Porphyria Cutanea Tarda

Porphyria cutanea tarda (PCT) is a deficiency of hepatic uroporphyrinogen decarboxylase(UROD) that results in chronic blistering skin and liver manifestations.

The deficiency isacquired in 80% of cases and autosomal dominant in 20% of cases.

Risk factors associated with PCT include the use of hepatotoxic agents, such as:

  • HCV infection

  • Alcohol

  • Smoking

  • Estrogen (e.g. OCPs)

  • Iron overload (e.g. hereditary hemochromatosis)

Notable pharmacology correlate: Barbiturates (or other P450 inducers) result in the consumption of heme, which leads to a loss of heme’s negative feedback on ALA synthase (the rate limiting step of heme biosynthesis), which causes an accumulation of heme intermediates. Accumulation of these intermediates causes acute exacerbations of porphyrias.

Warts

Warts (verrucae) are benign epithelial tumors caused by local infection by human papillomavirus (HPV).

HPV 1 is typically associated with plantar warts and HPV 6 and 11 are typically associated with anogenital warts.

HPV warts are spread by direct skin-to-skin contact.

Patients with warts will have well defined lesions consisting of thickened epithelium that can either be flat or raised and are occasionally tender to palpation.

The diagnosis is made based on clinical appearance, but scrapings of hyperkeratotic debris will show thrombosed capillaries often referred to as“seeds.”

Warts are self-limiting for many patients, but treatment in persistent cases can include:

  • Salicylic acid (safest and most efficacious)

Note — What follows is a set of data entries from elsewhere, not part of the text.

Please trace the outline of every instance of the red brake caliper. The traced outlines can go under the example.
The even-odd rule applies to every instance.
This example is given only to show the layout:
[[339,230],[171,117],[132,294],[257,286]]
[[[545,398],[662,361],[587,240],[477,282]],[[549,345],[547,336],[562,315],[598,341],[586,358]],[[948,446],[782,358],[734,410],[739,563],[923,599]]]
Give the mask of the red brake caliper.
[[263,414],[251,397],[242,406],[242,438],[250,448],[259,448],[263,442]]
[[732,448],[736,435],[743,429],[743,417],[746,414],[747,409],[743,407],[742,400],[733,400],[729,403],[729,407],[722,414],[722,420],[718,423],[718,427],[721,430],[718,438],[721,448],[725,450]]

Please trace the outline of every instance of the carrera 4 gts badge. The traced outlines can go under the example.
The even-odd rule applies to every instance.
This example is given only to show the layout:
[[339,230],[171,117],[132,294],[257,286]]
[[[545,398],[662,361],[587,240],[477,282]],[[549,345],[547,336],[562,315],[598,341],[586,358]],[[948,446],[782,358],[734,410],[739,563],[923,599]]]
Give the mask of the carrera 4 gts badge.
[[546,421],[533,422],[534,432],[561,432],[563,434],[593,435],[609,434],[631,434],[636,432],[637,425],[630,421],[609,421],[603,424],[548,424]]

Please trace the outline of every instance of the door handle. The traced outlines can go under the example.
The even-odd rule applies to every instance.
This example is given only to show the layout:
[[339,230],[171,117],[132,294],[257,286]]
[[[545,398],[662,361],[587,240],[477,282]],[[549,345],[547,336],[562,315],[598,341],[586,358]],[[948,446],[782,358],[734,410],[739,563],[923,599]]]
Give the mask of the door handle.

  • Liquid nitrogen (cryotherapy)

  • Trichloroacetic acid

  • Curettage and desiccation

  • Laser removal

The Gardasil vaccine (tetravalent against HPV types 6, 11, 16, 18) is now FDA approved for both males and females.

Complications associated with warts are based on the specific subtype of HPV, such as type 16 and 18 which are associated with cervical cancer.